Isn't that just crazy?
But going beyond my anecdotal triumph: acceptance isn't everything. When you let yourself be defined by who accepts you and who doesn't, you will not be accepted...because deep down, you're not accepting yourself. I'm not a wheel on the whole self-esteem bandwagon; I think it misses the point in life (i.e. "Man's chief end is to glorify God," not score a 100% on the Superficial Happiness Exam). But this is different. This is a kind of humility, to open up the tight fist of fear and let people see that you're not perfect. That you're uncool. That -- wince -- you're different. And that -- gasp -- you're okay with that.

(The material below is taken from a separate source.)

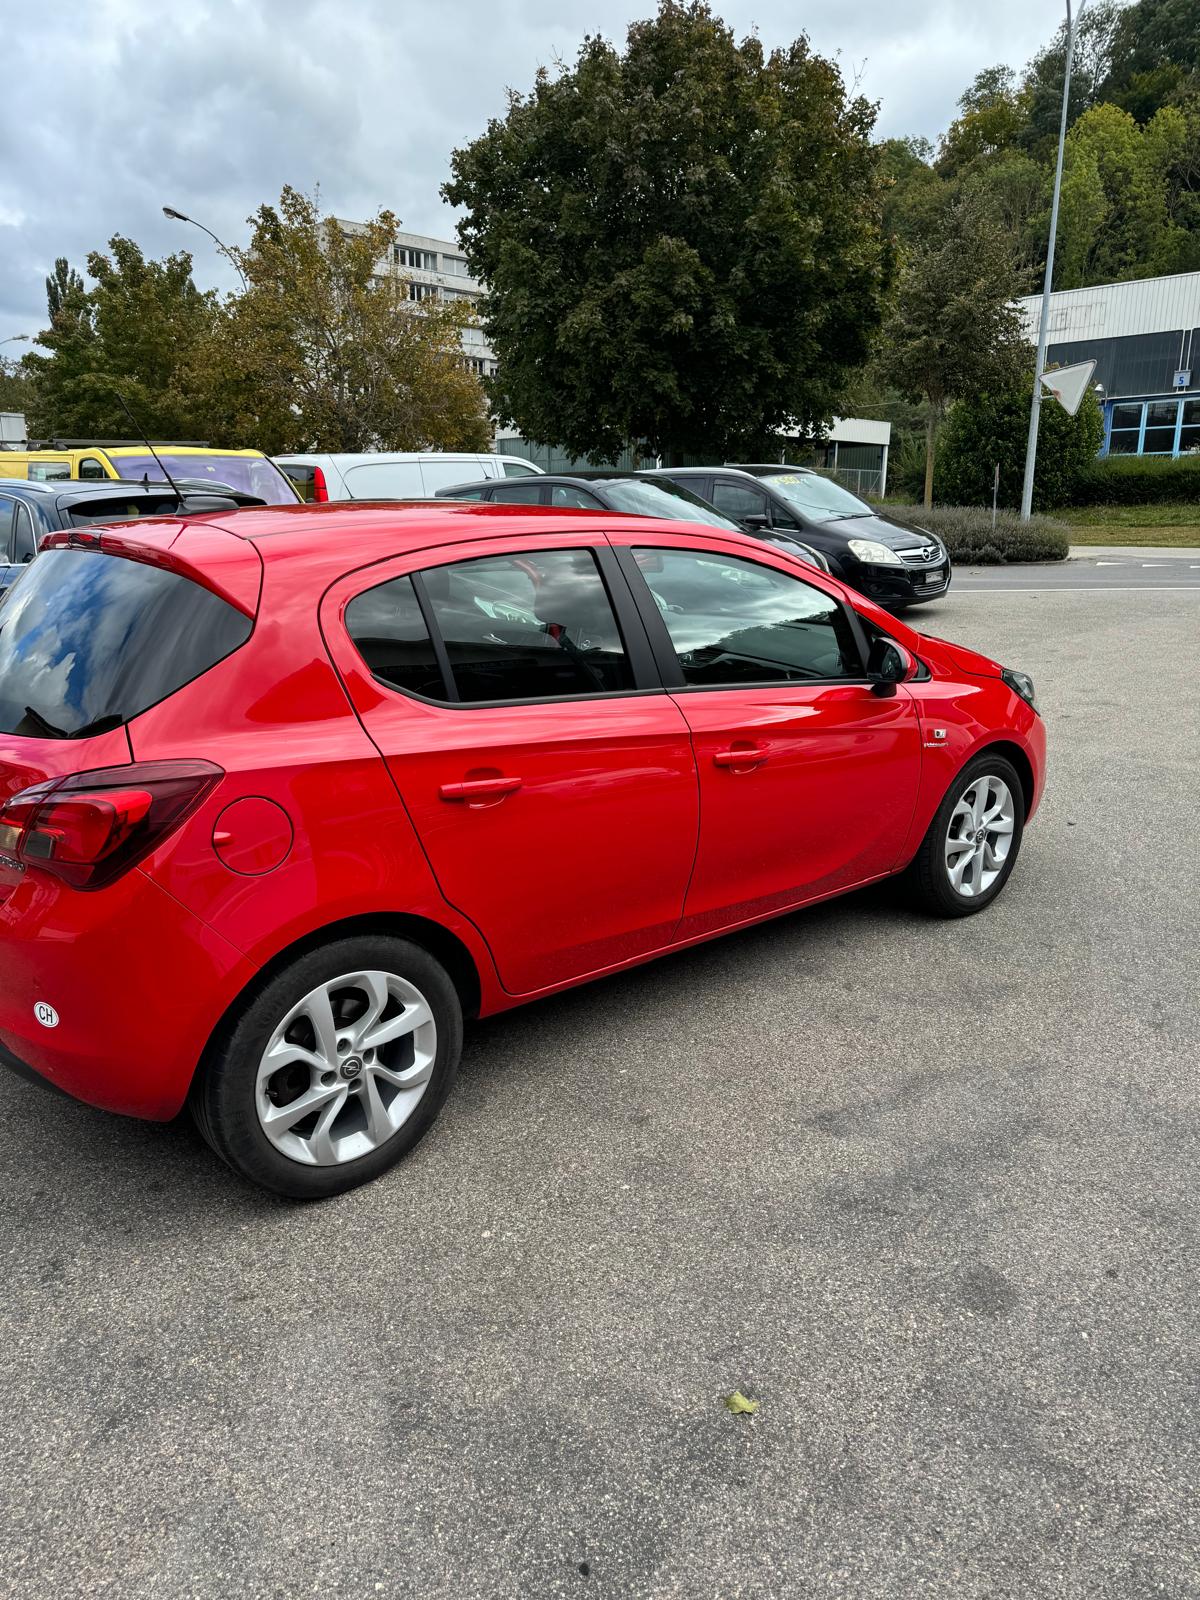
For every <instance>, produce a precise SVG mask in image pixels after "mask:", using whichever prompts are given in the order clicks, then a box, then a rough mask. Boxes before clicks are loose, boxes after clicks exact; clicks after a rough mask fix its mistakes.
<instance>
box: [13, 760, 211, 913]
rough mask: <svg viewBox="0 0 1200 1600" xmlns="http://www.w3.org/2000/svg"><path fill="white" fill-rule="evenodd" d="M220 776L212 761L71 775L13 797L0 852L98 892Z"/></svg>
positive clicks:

Funny story: I knew I was going to go far in life the second I didn't care if the girls in my cabin saw me with a bright blue toothpaste moustache at bedtime. Who cares if for a few minutes after teeth brushing I didn't look entirely put together? Before my purposed admission of confidence, I hesitated to brush my teeth in front of my own sisters, lest they see me in that uncouth moment when I'm in need of a hand towel and I die of embarrassment.
That's the kind of self-consciousness that we can laugh at...but I know the bigger sort, the perpetual awkward, out-of-place feeling.
There are so many reasons we feel like we don't fit in. Maybe you're the girl who has convictions that manifest themselves in outward ways -- you dress more conservatively, you limit the amount of make-up on your face, you go with simpler haircuts. Maybe you're the girl whose acne, freckles and/or big nose prohibits you from enjoying life to the fullest. Maybe you're the girl who is a klutz with the curling iron and couldn't put a fashionable outfit together to save your life. Maybe you're the girl who just feels like you're on a different rhythm with everyone, where even the smallest things like wearing a skirt on a day when everyone's wearing jeans (or vice versa) highlights your insecurity.
Or maybe you ace this game and are severe cases of all four, like me.
It's time to get over that. You don't have to care about what others think. Got that? Write it down and say it a hundred times until you believe it. We're living for an audience of One. Our purpose is grander than snaring a popular friend or looking infallible every second of our social lives. Our goal is outside looking cool and fitting in. It's so beyond the superficial outward appearances that seem to squelch every inner gem we've been given.
You've been given a personality, a life purpose, talents, gifts, quirks because God wanted you that way. Why? So you could serve Him to the fullest of your ability. If our main goal is to fit in, yes, start to trim yourself away into bland conformity. But if it's to glorify God, then cultivate those differences, those things that make you stand out, and focus on reaching outside of yourself and your self-image.
Trust me when I say this: life gets a lot easier after that.